Might sound like overkill
but getting people to use CPU rendering again requires some sick performance to be convincing, because the GPU's only advantage is performance. More optimization can be done by computing deferred light using a smaller buffer one block at a time. It's currently a naive implementation thrashing lots of cache memory. These blocks would also allow skipping light sources based on early light culling tests.
What to do next
Ray-tracing cards use parallelism to acheive soft shadows by letting each pixel have another light direction. With a CPU's higher frequency, one can go for higher speeds instead and let light sources shake faster than the eye can see and then smooth out the result using temporal motion blur.
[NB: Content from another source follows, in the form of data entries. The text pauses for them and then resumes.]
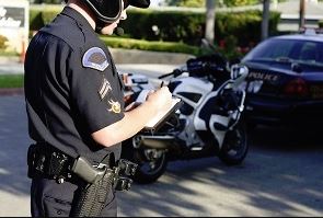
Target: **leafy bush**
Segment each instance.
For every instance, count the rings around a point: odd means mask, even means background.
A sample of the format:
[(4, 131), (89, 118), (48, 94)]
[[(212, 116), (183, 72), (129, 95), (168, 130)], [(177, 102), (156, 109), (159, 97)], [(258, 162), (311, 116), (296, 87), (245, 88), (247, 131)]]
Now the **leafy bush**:
[(183, 43), (153, 42), (153, 41), (143, 41), (143, 39), (140, 41), (140, 39), (119, 38), (119, 37), (111, 37), (111, 36), (101, 36), (101, 39), (105, 43), (106, 46), (109, 46), (113, 48), (183, 53), (183, 54), (191, 54), (191, 55), (198, 55), (200, 53), (199, 47), (189, 46)]

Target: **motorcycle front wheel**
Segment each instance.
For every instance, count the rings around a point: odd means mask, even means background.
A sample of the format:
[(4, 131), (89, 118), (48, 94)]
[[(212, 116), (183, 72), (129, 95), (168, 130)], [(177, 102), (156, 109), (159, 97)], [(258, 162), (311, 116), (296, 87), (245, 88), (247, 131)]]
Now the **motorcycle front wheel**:
[(228, 165), (238, 165), (245, 159), (247, 151), (246, 127), (239, 124), (227, 133), (219, 158)]
[(138, 164), (131, 179), (138, 184), (155, 182), (166, 170), (166, 152), (160, 149), (134, 148), (132, 139), (123, 142), (122, 158)]

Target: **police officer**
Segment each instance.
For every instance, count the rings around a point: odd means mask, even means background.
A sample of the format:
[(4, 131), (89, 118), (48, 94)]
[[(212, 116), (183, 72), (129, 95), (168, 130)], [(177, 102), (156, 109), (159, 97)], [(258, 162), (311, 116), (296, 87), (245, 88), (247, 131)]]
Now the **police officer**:
[[(82, 182), (70, 172), (73, 161), (81, 156), (97, 165), (107, 154), (118, 160), (120, 142), (170, 107), (171, 93), (163, 87), (140, 106), (125, 111), (123, 81), (97, 37), (99, 32), (113, 34), (127, 18), (128, 5), (149, 4), (149, 0), (69, 0), (32, 38), (24, 84), (28, 133), (35, 141), (28, 151), (33, 217), (69, 216)], [(115, 192), (108, 192), (100, 215), (117, 216)]]

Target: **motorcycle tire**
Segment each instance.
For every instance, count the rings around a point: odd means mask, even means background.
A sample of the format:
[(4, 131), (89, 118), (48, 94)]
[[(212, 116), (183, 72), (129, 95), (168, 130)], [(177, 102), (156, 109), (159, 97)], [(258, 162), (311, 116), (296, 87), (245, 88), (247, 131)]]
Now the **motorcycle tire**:
[[(150, 153), (158, 152), (158, 158), (149, 158)], [(150, 184), (155, 182), (166, 170), (166, 152), (162, 150), (134, 148), (132, 140), (128, 139), (123, 142), (122, 158), (137, 163), (135, 175), (131, 176), (138, 184)]]
[(227, 165), (238, 165), (245, 159), (247, 151), (246, 127), (241, 123), (227, 133), (219, 159)]

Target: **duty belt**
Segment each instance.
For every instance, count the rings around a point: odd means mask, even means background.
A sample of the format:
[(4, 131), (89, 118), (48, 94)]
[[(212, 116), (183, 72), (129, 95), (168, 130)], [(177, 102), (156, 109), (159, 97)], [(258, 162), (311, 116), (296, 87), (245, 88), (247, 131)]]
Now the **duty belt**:
[(124, 159), (112, 163), (114, 158), (111, 156), (113, 153), (108, 153), (99, 165), (92, 165), (85, 158), (71, 158), (53, 146), (31, 145), (27, 154), (28, 177), (45, 177), (64, 183), (78, 176), (84, 183), (93, 184), (108, 170), (113, 174), (113, 187), (116, 191), (129, 190), (132, 181), (127, 176), (135, 174), (137, 164)]

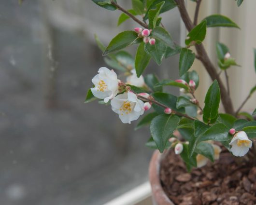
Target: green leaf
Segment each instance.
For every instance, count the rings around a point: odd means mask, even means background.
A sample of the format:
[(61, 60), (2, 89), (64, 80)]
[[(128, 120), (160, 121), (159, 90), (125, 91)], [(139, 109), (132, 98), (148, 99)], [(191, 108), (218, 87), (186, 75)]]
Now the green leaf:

A sliding window integral implementation would allow creating stable distance adaptive shadows using a pre-defined set of light offsets. As long as the light being subtracted has the same relative offset as the new light being added, the result should look stable without the need for noise reduction filters. An exponentially fading temporal blur would be cheaper, but the perceived smoothness is relative to the most visible frame.
Screen-space ambient occlusion can be stored relative to the world using the same technique as the background. By only updating ambient light around places where something moved, the cost will be close to nothing for soft shadows.
Once I'm done optimizing, this will be enough to challenge Nvidia's latest RTX cards in terms of resolution, frame-rate and visual quality.